Literature DB >> 11427969

The diversity of retrotransposons in the yeast Cryptococcus neoformans.

T J Goodwin1, R T Poulter.   

Abstract

We have undertaken an analysis of the retrotransposons in the medically important basidiomycetous fungus Cryptococcus neoformans. Using the data generated by a C. neoformans genome sequencing project at the Stanford Genome Technology Center, 15 distinct families of LTR retrotransposons and several families of non-LTR retrotransposons were identified. Members of at least seven families have transposed recently and are probably still active.

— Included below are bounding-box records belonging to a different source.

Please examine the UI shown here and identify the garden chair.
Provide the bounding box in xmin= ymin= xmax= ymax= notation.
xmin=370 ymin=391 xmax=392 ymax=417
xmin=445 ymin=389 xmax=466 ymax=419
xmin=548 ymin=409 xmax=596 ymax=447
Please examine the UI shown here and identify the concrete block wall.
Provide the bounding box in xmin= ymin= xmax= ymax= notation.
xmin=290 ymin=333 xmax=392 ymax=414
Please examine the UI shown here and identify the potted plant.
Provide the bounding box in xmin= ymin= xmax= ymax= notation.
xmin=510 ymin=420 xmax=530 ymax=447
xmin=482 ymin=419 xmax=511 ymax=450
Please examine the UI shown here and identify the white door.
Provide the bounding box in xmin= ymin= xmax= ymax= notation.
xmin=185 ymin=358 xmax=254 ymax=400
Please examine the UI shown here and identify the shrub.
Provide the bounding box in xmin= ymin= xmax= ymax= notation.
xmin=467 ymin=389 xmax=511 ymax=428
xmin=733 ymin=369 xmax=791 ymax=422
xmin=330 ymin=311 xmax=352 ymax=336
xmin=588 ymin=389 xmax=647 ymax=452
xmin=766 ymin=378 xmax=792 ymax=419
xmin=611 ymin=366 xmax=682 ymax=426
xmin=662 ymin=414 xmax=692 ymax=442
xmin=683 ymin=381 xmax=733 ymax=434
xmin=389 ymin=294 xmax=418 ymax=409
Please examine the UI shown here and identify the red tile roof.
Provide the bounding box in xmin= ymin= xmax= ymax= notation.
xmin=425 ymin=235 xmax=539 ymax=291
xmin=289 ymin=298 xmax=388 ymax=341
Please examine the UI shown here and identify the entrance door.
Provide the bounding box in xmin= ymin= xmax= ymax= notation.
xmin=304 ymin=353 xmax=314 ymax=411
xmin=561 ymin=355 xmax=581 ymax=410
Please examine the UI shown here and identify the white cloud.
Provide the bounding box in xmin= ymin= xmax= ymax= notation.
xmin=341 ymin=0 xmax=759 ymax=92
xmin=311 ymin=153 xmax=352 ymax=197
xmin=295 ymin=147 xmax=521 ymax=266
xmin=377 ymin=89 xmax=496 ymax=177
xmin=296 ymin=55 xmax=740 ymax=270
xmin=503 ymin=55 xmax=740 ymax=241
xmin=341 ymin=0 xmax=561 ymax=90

For several families, only partial elements could be identified and these are quite diverse in sequence, suggesting that they are ancient components of the C. neoformans genome. Most C. neoformans elements are not closely related to previously identified fungal retrotransposons, suggesting that the diversity of fungal retrotransposons has been only sparsely sampled to date. C. neoformans has fewer distinct retrotransposon families than Candida albicans (37 or more), in particular fewer families represented solely by ancient and inactive elements, but it has considerably more families than either Saccharomyces cerevisiae (five) or Schizosaccharomyces pombe (two). The findings suggest that elimination of retrotransposons is faster in C. neoformans than in C. albicans, but perhaps not as rapid as in S. cerevisiae or Sz. pombe. The identification of the retrotransposons of C. neoformans should assist in the molecular characterization of this important pathogen, and also further our understanding of the role played by retroelements in genome evolution. Copyright 2001 John Wiley & Sons, Ltd.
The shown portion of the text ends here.